To be fair to a wireless carrier or handset maker, the nature of the mobile telephone system makes it impossible to guarantee any specific level of audio quality, simply because it will vary greatly depending on network traffic, system capacity, the design of a particular handset and lots of imponderables over which they have little or no control.
As a general rule, today’s digital handsets deliver audio quality that varies from acceptable to awful. They seldom come close to a solid landline connection, or two tin cans connected via a wire. In order to add more capacity to a congested network, a mobile carrier is apt to compress the signal as much as possible, and that only makes the sound deteriorate even further.
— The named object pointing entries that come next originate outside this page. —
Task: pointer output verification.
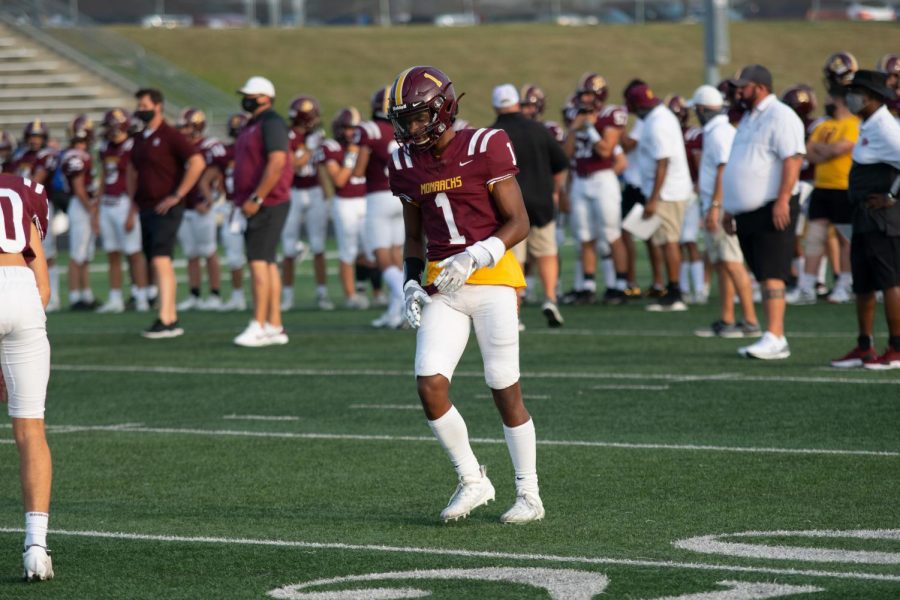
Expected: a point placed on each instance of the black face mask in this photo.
(249, 104)
(145, 115)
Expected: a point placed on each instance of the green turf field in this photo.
(190, 468)
(343, 66)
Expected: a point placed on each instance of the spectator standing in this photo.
(540, 159)
(164, 167)
(262, 186)
(761, 198)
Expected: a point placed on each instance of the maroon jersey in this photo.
(22, 202)
(453, 191)
(27, 162)
(75, 163)
(306, 176)
(114, 162)
(378, 136)
(587, 161)
(693, 146)
(355, 186)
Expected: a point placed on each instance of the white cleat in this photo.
(38, 565)
(527, 508)
(471, 492)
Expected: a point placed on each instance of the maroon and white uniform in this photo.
(453, 193)
(384, 213)
(114, 201)
(596, 197)
(76, 163)
(348, 211)
(24, 349)
(197, 232)
(308, 206)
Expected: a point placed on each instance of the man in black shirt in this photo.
(542, 166)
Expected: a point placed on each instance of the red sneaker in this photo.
(889, 360)
(856, 358)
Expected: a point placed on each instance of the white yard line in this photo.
(429, 439)
(595, 375)
(589, 560)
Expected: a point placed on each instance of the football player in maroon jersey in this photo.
(197, 233)
(119, 226)
(384, 213)
(596, 197)
(76, 165)
(308, 206)
(36, 161)
(462, 210)
(25, 355)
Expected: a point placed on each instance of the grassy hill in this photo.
(344, 66)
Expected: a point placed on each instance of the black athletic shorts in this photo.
(264, 232)
(874, 261)
(631, 195)
(159, 232)
(768, 252)
(833, 205)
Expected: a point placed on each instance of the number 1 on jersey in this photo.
(443, 202)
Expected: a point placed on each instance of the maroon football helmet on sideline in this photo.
(802, 99)
(380, 103)
(678, 106)
(344, 119)
(532, 96)
(420, 89)
(193, 118)
(304, 112)
(838, 71)
(236, 123)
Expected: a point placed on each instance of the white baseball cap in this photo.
(258, 86)
(504, 96)
(706, 95)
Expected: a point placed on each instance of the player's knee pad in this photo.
(816, 236)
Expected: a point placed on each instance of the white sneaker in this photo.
(357, 302)
(212, 302)
(277, 336)
(38, 565)
(112, 307)
(769, 347)
(471, 492)
(800, 297)
(253, 337)
(527, 508)
(189, 303)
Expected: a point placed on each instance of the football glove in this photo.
(414, 296)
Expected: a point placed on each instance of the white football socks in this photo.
(36, 529)
(522, 444)
(451, 432)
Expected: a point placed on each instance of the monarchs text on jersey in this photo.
(454, 194)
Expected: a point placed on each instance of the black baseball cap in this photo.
(753, 74)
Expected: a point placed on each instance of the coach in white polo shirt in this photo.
(760, 192)
(665, 182)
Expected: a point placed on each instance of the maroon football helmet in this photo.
(418, 90)
(236, 123)
(678, 105)
(192, 118)
(345, 118)
(304, 112)
(380, 103)
(802, 99)
(838, 71)
(592, 83)
(36, 127)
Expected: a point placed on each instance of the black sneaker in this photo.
(158, 331)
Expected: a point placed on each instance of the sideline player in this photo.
(460, 192)
(25, 355)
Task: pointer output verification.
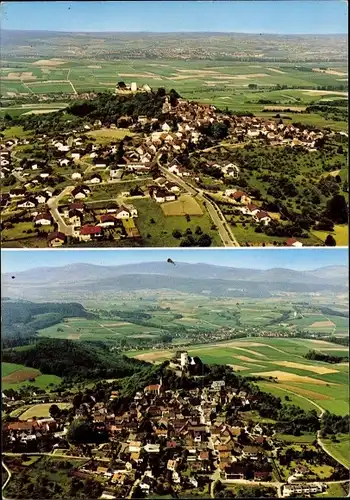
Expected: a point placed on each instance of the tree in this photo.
(204, 240)
(330, 241)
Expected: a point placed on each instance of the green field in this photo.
(106, 135)
(302, 381)
(340, 234)
(340, 450)
(44, 471)
(18, 376)
(159, 232)
(224, 85)
(41, 410)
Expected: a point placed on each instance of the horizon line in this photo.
(179, 32)
(177, 261)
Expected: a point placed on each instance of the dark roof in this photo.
(90, 230)
(74, 213)
(107, 218)
(56, 234)
(262, 214)
(18, 191)
(32, 200)
(77, 205)
(238, 194)
(43, 216)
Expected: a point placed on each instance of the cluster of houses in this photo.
(122, 87)
(245, 205)
(169, 136)
(118, 218)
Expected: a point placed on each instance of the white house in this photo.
(63, 148)
(43, 219)
(132, 210)
(76, 176)
(40, 198)
(96, 179)
(27, 204)
(122, 213)
(107, 221)
(152, 448)
(262, 216)
(166, 127)
(161, 195)
(134, 446)
(230, 170)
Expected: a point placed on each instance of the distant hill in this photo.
(73, 360)
(73, 280)
(142, 45)
(23, 318)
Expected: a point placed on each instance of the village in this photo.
(176, 441)
(70, 189)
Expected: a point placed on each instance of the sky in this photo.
(264, 258)
(283, 17)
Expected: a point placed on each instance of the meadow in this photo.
(41, 410)
(14, 376)
(283, 370)
(156, 228)
(339, 449)
(237, 86)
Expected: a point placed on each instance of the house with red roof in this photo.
(89, 232)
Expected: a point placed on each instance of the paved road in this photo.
(215, 213)
(318, 435)
(52, 203)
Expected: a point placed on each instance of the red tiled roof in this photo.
(107, 218)
(90, 230)
(262, 214)
(57, 234)
(43, 216)
(238, 194)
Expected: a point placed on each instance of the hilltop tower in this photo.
(184, 360)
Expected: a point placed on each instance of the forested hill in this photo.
(73, 360)
(23, 318)
(105, 106)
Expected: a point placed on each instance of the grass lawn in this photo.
(160, 231)
(246, 234)
(335, 490)
(16, 132)
(105, 135)
(340, 450)
(19, 231)
(16, 376)
(184, 205)
(41, 410)
(307, 438)
(293, 399)
(55, 470)
(340, 234)
(8, 368)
So it was refreshing to see Apple add one feature to iPhone 4 designed to at least take a stab at delivering better sound quality to the person at the other end of the connection. In promoting the new feature, Apple poses this argument: “Making a call at the ballpark, in the airport, or on a crowded bus can be frustrating, if not downright impossible. But not with iPhone 4. It includes a microphone built into its top edge and uses sophisticated audio technology to suppress unwanted background noise. The technology works on everything from crowd noise and engine sounds to music and loud conversation — even just a few feet away. So the person you’re talking to can hear what you’re saying, not what you’re hearing.”
This sounds similar to what companies like Bose do with their “Quiet Comfort” headphones.
This noise canceling feature won’t necessarily make your voice sound more robust, but at least the background din will be reduced, so that’s at least part of an attempt to find a solution to a well-known problem. I wonder how the Android OS phone makers will respond. Will they also add noise-canceling mics to deliver quieter audio? But even if they do, are they capable of developing software that can process the audio signals to take proper advantage of the enhanced hardware?
In the end, it’s not just a case of having great features, but making them work properly, using an interface that’s relatively simple for most users to master. That’s a lesson that far too many tech companies have yet to learn.